There are some risks with foods high in oxalates (especially bladder stones), but many experts feel that they are not a big deal as long as they are only a part of a varied diet, and the tortoise is properly hydrated.


----------



## tortoisenerd (Feb 10, 2010)

Dandelion/mustard/collard/mustard greens. Chard. Watercress. Spinach (too high in my opinion to feed). Turnip greens are one of the few greens you can get at the grocery store that are low. The lettuces are all low except mizuna, chard, and spinach in spring mix. Also, keep in mind that published oxalic acid contents vary wildly source to source. Not sure why yet, but it is confusing. I find it easier to have a never feed, feed occasionally, and feed in any amount type of list, than to try and compare them. Best wishes.


----------



## jackportd (Feb 19, 2010)

Hi,
Is it really oxalic acid? I would not be surprised, but I always thought it was poisonous. This is why one is not supposed to eat rhubarb leaves, because they contain it.
Neutralising an acid is very difficult in cooking. The only alkaline foodstuff that I have heard of is egg white, but that would coagulate in the soup and have to be drained off. You could try it, though.


----------



## -EJ (Feb 20, 2010)

Oxalilates and Oxcalic acid are very different. Oxalilates are the binded results... Oxalic acid is the component that binds to form Oxalilates.

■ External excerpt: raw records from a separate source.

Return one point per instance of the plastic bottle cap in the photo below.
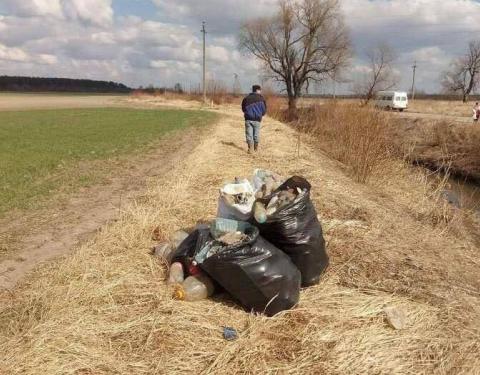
(179, 293)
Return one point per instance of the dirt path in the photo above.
(37, 237)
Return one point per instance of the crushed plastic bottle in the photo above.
(176, 275)
(194, 288)
(179, 237)
(260, 213)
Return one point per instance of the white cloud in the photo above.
(98, 12)
(29, 8)
(13, 54)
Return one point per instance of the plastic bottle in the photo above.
(194, 288)
(260, 213)
(176, 275)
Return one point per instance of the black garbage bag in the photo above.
(257, 274)
(296, 230)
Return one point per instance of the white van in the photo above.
(392, 100)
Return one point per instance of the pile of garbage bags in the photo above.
(265, 244)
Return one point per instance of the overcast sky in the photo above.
(141, 42)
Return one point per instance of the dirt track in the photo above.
(106, 308)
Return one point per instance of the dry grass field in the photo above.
(106, 309)
(19, 102)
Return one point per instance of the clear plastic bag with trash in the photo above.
(236, 200)
(253, 271)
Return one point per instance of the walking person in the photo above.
(254, 107)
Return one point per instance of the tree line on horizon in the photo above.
(37, 84)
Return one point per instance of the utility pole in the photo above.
(204, 32)
(414, 67)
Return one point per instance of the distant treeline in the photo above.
(34, 84)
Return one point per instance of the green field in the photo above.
(40, 151)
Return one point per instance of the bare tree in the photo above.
(464, 75)
(306, 41)
(379, 75)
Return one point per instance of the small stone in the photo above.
(230, 334)
(179, 237)
(396, 317)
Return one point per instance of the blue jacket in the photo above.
(254, 107)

Opuntia cactus is very high in Oxalilates but is said to be a good form of calcium for tortoises... it is.

Make sure you can see the difference.



Madkins007 said:


> This is my favorite link about oxalic acid- http://oxalicacidinfo.com/
> 
> When we look at the levels of oxalates in foods, it is unfortunate that we often do not know what part of the plant was measured, or if the food was cooked or prepared in some way since cooking seems to activate or amplify the effects.
> 
> ...


----------



## Madkins007 (Feb 20, 2010)

-EJ said:


> Oxalilates and Oxcalic acid are very different. Oxalilates are the binded results... Oxalic acid is the component that binds to form Oxalilates.
> 
> Opuntia cactus is very high in Oxalilates but is said to be a good form of calcium for tortoises... it is.
> 
> Make sure you can see the difference.



Chemistry is not my bag, but the only place on-line I find the word 'Oxalilate' when I googled it was this post. Oxalate has some chemical connection to oxalic acid that is close enough that most articles I find on-line seem to use it interchangeably. 

The Wikipedia article, for example (http://en.wikipedia.org/wiki/Oxalate) mentions the oxalate levels in plants as if it means the same thing, and I have seen that in other articles as well. If it is wrong, at least I am in good company in my error.



jackportd said:


> Hi,
> Is it really oxalic acid? I would not be surprised, but I always thought it was poisonous. This is why one is not supposed to eat rhubarb leaves, because they contain it.
> Neutralising an acid is very difficult in cooking. The only alkaline foodstuff that I have heard of is egg white, but that would coagulate in the soup and have to be drained off. You could try it, though.



Oxalic acid is only risky in the right dose. There are a lot of perfectly human edible plants that have the stuff, like spinach and parsley, but when the levels get TOO high, as in rhubarb, it is dangerous.


----------